Was gibt es beim Flambieren zu beachten?

An alle, die jetzt sofort mit dem Flambieren loslegen möchten: Achtung! Denn flambiert wird in der Regel nicht einfach in ‚irgendeiner‘ Pfanne, sondern in einer speziell dafür vorgesehenen Flambierpfanne. Hieran solltet auch ihr euch halten.
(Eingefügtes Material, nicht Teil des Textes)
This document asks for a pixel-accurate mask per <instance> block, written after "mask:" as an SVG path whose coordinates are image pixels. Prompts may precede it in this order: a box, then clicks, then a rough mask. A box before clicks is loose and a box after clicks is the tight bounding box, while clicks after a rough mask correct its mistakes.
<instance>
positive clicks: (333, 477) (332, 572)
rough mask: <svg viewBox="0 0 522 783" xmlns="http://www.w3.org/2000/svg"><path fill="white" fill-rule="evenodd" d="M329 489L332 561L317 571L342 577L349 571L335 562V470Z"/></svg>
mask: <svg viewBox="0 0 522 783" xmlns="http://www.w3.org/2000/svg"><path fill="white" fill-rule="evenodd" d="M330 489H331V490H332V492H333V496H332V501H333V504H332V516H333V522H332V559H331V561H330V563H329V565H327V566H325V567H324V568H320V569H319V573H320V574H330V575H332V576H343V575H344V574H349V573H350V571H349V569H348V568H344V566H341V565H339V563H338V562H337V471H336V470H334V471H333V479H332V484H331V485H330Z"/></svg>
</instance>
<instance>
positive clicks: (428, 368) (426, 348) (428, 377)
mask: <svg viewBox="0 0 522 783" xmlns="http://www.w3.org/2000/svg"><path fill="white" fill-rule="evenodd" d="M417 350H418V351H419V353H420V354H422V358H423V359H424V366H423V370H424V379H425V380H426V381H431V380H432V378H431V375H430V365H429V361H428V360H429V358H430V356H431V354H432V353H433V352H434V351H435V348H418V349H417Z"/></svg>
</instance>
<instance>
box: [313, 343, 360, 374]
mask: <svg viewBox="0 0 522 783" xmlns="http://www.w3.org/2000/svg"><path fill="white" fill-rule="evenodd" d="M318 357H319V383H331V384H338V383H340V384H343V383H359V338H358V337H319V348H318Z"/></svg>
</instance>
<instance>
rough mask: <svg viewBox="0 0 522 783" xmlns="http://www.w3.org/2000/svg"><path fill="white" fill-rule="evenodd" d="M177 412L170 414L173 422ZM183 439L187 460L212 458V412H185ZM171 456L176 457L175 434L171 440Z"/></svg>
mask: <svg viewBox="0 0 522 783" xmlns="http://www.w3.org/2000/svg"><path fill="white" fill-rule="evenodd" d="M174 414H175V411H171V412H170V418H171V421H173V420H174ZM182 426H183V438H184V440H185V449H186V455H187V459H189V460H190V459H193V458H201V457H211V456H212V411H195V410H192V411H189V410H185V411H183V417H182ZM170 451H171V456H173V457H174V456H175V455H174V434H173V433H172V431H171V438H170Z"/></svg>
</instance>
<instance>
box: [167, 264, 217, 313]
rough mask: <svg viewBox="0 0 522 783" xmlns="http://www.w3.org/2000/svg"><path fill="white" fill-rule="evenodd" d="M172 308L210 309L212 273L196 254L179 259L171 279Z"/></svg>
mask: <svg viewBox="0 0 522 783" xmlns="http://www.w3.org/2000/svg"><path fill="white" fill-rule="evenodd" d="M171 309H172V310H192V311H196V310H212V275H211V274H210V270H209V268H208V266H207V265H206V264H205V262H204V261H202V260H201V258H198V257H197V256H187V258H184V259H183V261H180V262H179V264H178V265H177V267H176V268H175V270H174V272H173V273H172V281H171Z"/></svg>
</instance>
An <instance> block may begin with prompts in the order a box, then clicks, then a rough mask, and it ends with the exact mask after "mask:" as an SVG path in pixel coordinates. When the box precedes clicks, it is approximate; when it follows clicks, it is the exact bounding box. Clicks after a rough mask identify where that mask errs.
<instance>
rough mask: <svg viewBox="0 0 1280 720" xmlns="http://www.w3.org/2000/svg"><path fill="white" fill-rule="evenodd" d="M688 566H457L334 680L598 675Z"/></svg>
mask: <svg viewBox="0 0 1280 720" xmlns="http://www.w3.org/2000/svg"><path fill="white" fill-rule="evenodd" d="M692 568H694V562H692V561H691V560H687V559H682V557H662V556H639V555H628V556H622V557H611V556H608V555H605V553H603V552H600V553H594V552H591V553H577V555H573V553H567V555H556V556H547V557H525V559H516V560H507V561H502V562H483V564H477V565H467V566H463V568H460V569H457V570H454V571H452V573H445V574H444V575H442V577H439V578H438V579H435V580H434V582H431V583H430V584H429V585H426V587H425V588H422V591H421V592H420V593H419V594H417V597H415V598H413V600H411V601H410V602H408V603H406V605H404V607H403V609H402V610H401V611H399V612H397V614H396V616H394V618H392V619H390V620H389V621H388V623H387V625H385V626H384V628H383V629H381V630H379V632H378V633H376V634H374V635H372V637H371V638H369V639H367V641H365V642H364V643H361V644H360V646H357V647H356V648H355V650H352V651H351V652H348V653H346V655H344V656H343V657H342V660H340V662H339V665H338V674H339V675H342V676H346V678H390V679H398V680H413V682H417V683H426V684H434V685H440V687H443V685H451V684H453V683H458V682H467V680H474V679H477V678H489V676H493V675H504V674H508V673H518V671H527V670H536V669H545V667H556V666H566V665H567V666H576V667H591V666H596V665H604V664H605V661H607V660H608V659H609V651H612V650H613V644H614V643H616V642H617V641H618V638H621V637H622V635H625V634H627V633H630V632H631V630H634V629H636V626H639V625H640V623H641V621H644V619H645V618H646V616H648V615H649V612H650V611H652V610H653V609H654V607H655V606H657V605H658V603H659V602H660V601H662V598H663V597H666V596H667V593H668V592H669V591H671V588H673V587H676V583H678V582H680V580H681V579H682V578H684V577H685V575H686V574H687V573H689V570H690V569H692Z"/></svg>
Schließlich wollt ihr euer späteres Date nachhaltig positiv beeindrucken und nicht mit einem kleinen Missgeschick während des Kochens aus eurer Wohnung verjagen, nicht wahr?

Das Coole: das Flambieren – d.h. der sich hinter dem Wort verborgene Prozess – selbst kann nicht nur mithilfe von Alkohol, in einer entsprechend dafür vorgesehenen Pfanne, sondern ebenfalls mit der Hilfe eines Flambierbrenners in Gang gesetzt werden.

Und: mit dem passenden Flambierbrenner kann man so einiges anstellen, liebe Herren!

Welche Gerichte kann man beim Flambieren eigentlich so zaubern?

Die einfachste Antwort: echt viele! In der gehobenen Küche zählt das Flambieren seit vielen Jahrzehnten zum ‚guten Ton‘. Über die Dekaden haben sich entsprechend einige Gerichte gebildet, die auch heute noch genauso gekocht werden!

In Verbindung mit dem Flambieren findet man am häufigsten folgende Gerichte:

  • Crepe bzw. Pfannkuchen – bspw. die Variante Crepe Suzette
  • Omlette
  • Fleischgerichten – bspw. bei Hühnerbrust und Kalb und sogar
  • Bei Desserts in Verbindung mit verschiedenen Obstsorten

Man erkennt: während der Prozess des Flambierens ein (recht) einfacher ist, sind die Einsatzmöglichkeiten dieser Technik vielfältig! Egal, ob man beim Kreieren eines Desserts durch die beim Flambieren entstehende Karamelisierung des Zuckers zu einem besonders süßlichen Geschmack beitragen möchte oder ob man der teuren Stück Fleisch das berühmte „i-Tüpfelchen“ aufsetzen möchte – beherrscht man diese Technik einmal, kann man sie in der Regel in Verbindung mit den verschiedensten Gerichten einsetzen.

Auf die Plätze, flambieren und los!

Obwohl die meisten Männer unter den Lesern jetzt wahrscheinlich direkt mit dem Flambieren loslegen möchten, wäre auch dieser Beitrag nicht ganz rund, wenn wir an dieser Stelle nicht noch den ‚mahnenden Finger‘ heben würden. Der Grund ist ganz einfach: geht hierbei was schief, kann der Schaden unter Umständen schnell recht groß sein. Man möchte sein nächstes Date beeindrucken, klar. Aber ohne Augenbrauen wird die Mission vermutlich mindestens doppelt so schwer!

Selbst der Umgang mit dem weiter oben angesprochenen Flambierbrenner sollte in jedem Fall geübt sein! Kann er doch schließlich Temperatur von bis zu 1.300 Grad Celsius erzeugen! Die eigenen Finger sollte man beim Hantieren also auf keinen Fall erwischen, sonst tut es weh!

Auch in der Teildisziplin des Flambierens gilt demnach: Übung macht den Meister! Genauso, wie kein Meisterkoch einfach so vom Himmel gefallen ist, werdet ihr auch im Umgang mit den entsprechenden Spirituosen und Flambierbrennern also zunächst einiges an Training benötigen.

Ihr seid nach wie vor felsenfest davon überzeugt, dass ihr euer nächstes Date mit dieser neuen Technik beeindrucken könnt? Sehr gut! Trotzdem ein gut gemeinter Tipp: testet die Techniken am besten VOR und nicht während eures ersten gemeinsamen Dates. So wird das Gericht zwar vielleicht trotzdem nicht perfekt – aber durchaus besser – aber ihr erspart euch den erschrockenen Blick, der beim ersten Mal Hineingießen des Alkohols in die Pfanne auf eurem Gesicht entsteht!

In diesem Sinne: ran an die Pfannen und guten Appetit! Und natürlich viel Spaß bei eurem nächsten Date!